3. Les hypothèses sur le fonctionnement des élèves pratiquant la physique

Intéressons nous maintenant au comportement d’un individu placé en situation de « faire de la physique », que ce soit dans le contexte d’une classe ou dans le cadre de sa vie quotidienne. Il se trouve face à une situation où il doit réaliser certaines tâches. Le même mécanisme décrit précédemment en ce qui concerne la physique (c’est-à-dire la communauté des physiciens) s’applique, mutatis mutandi, en ce qui concerne cet individu (Tiberghien, 1994). Pour atteindre les buts qu’on lui fixe ou qu’il se fixe, il se construit un modèle de la situation, où il utilise des informations en provenance de plusieurs sources : ses connaissances antérieures, le dispositif matériel, le discours et les consignes de l’enseignant s’il existe. Mais bien sûr ce modèle ne sera en général pas conforme à celui que se serait construit un physicien confronté à la même situation matérielle, ne contiendra pas les mêmes éléments, et les relations entre éléments seront différentes elles aussi. La cohérence du modèle que se bâtit l’individu est souvent faible, si on prend comme référence le modèle ’du physicien’ ; cela n’empêche pas ce modèle de fonctionner.

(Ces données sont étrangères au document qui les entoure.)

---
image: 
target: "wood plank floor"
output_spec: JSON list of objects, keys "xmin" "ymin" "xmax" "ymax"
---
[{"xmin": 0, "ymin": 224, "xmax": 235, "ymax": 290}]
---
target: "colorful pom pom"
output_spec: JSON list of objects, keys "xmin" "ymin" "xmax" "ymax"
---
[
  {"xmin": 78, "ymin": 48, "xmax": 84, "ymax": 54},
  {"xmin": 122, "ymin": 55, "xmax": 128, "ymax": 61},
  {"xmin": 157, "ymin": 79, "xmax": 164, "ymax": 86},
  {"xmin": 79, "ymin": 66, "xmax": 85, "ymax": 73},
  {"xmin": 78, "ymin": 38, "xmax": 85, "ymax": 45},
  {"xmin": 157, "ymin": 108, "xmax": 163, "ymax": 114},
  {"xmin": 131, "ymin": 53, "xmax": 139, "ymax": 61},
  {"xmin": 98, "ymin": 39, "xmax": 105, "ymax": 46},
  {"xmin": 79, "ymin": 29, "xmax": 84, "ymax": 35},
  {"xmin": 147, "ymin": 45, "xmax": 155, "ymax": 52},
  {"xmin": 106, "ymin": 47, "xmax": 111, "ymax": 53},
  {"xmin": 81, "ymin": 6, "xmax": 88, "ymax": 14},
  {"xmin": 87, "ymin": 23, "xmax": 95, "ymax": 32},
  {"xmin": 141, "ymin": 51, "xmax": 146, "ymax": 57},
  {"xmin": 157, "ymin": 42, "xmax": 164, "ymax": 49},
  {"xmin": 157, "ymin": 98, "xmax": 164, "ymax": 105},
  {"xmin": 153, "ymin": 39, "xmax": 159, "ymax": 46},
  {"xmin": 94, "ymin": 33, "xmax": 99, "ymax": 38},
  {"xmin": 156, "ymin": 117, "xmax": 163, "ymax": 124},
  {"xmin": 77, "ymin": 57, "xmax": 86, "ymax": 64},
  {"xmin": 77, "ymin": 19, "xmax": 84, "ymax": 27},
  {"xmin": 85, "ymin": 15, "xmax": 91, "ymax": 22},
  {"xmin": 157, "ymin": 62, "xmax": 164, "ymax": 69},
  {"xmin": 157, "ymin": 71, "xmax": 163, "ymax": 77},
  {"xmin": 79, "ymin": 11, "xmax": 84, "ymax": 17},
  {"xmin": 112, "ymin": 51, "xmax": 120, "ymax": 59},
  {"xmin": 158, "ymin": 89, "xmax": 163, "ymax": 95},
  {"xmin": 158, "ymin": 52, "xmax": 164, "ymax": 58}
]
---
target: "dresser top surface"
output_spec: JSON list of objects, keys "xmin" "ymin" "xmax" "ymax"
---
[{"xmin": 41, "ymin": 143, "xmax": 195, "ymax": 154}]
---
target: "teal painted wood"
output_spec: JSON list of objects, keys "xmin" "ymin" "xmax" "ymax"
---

A vrai dire, il y a de profondes différences entre l’attitude qu’on adopte dans la vie courante (même si on est par ailleurs un physicien chevronné) et une situation de classe ou de pratique professionnelle de la physique. Dans la vie quotidienne, l’objectif est d’obtenir un résultat. Une connaissance ou un ensemble de connaissances qui peut être erroné au regard de la physique peut se montrer parfaitement opératoire dans telle situation concrète. Nous garderons cependant le même formalisme pour ces deux types d’exercice de la physique.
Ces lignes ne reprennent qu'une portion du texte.